LowComDom Performances Presents
DR. VERNE'S WHITE TRASH ETIQUETTE
Dear Dr. Verne:
Lately I been working at this customer service job while I look for something more manly. I know what you're thinking, Verne, but I got to get beer money someplace. Anyways, the job itself is bad enough, but here's my real beef: they got these uptight chicks who eavesdrop on your calls and then call you over to "discuss" them. Then you got to listen while they bust your balls for not being a big enough candy-ass with the customers. So here's my question, Verne: Do I still got time to get out or has this job already turned me into a mama's boy?

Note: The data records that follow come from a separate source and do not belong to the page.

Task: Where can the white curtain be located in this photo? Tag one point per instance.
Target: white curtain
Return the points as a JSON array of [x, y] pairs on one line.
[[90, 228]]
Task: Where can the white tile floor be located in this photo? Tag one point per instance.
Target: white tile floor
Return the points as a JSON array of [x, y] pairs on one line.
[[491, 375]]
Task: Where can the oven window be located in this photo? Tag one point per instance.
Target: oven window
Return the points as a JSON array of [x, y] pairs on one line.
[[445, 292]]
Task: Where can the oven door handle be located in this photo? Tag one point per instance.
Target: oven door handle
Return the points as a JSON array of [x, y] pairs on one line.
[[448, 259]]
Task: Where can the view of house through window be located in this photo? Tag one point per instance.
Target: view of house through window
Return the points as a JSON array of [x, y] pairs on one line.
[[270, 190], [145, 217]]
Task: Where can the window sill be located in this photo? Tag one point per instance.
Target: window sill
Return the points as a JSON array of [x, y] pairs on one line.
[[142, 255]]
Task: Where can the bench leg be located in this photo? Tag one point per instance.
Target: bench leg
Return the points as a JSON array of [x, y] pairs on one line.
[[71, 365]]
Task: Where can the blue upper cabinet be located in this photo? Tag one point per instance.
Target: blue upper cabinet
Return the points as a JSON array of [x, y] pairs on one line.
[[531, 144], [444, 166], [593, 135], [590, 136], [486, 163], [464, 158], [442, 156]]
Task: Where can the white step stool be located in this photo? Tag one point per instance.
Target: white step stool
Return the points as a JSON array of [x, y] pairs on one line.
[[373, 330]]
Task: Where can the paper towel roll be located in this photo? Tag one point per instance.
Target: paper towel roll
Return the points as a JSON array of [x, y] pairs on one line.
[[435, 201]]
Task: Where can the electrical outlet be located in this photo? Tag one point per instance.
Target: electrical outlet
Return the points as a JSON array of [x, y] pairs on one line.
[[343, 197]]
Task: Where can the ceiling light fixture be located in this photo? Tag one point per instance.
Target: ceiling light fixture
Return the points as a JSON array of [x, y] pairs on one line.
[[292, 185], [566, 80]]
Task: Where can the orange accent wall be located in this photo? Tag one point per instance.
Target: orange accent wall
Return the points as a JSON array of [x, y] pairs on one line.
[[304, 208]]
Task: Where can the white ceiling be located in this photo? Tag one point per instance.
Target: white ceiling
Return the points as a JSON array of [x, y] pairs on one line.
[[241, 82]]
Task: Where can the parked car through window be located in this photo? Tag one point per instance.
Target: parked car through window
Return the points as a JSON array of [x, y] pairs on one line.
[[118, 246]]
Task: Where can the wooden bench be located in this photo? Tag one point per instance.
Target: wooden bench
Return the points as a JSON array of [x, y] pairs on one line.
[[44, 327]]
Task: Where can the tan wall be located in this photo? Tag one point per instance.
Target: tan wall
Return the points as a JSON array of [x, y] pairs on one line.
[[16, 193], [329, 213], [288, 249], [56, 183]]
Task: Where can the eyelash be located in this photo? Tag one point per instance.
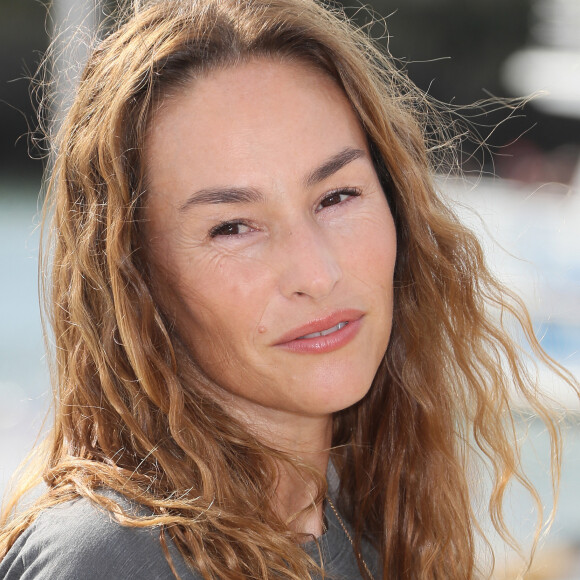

-- Wussified in West Des Moines
=-=-=-=-=-=-=-=-=-=-=-=-=-=-=-=-=-=-=-=-=-=-=-=-= Dear Wussified:
Don't be so hard on yourself. If you ain't wearing pastel sweaters, you's still okay. You already recognize you're a pussy and that's the first step toward recovery. Sometimes a man's gotta humble hisself to bring home the brewskies. At least you ain't mooching off your in-laws. But you gotta be careful. Living in West Des Moines and working a sissy job can lead you down what you call your path of ruination. First you start shopping at the Gap. Then you trade your chainsaw in for a 200 hp blowdryer. Before you knows it, you go completely fruity and start wearing Dockers and them sunglasses with a string tied on 'em. I'll clue you in: Just say no. If you gotta work a pussy job, just start talking to customers about the lines for Sunday's games. If you keep saying manly stuff like, "I'm thinking about taking the points and New England" or, "I like Green Bay and the under on the count of San Fran looks a little dainty this year, if yous asking me," then you'll continue to harbor manly thoughts despite your pussy environment. If that don't work, quit you job and live under a bridge.